CES Senior Vice-Pres. David L. Stone said energy efficiency and reliability are important to Chevron because energy is one of the biggest expenses in oil and gas operations.
“Chevron has achieved a 27% improvement in energy efficiency since 1992 to present,” Stone said. “That is about $1 billion/year out of our average cost structure. We lowered energy costs through energy efficiency.”
CES works on upstream, downstream, and midstream projects for Chevron and other clients. Customers include federal government agencies, universities, and others.
“We design and build projects, both energy-efficiency and renewable-power projects, for customers as well as for our own facilities,” Stone said. “To our knowledge, none of the other oil and gas companies have a business that looks like Chevron Energy Solutions.”

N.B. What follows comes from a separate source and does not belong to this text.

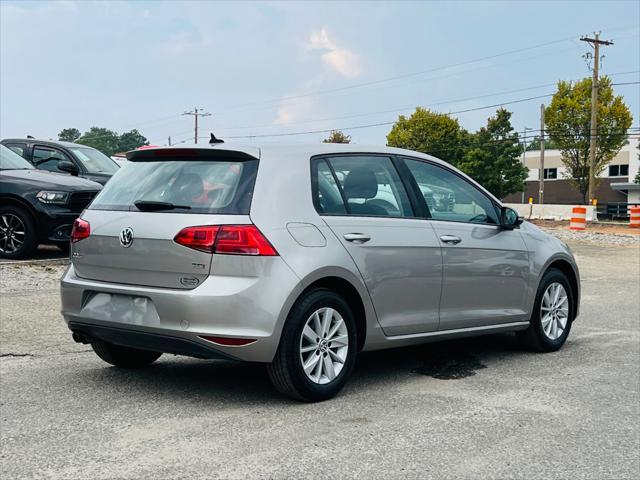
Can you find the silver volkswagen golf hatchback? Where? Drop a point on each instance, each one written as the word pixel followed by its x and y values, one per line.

CES estimates that in 2005 it saved its customers more than 177 kw-hr of electricity and 1.185 tcf of natural gas, equivalent to avoiding 97,000 tonnes of CO2 emissions.
Stone said CES is technology-neutral and product-neutral because it does not have any of its own proprietary technology or equipment that it’s trying to sell.
“We are familiar with all state-of-the-art best technologies, whether it is alternative energy, renewable power, or energy efficiency. We will apply what is the very best thing to meet the customer’s need,” Stone said.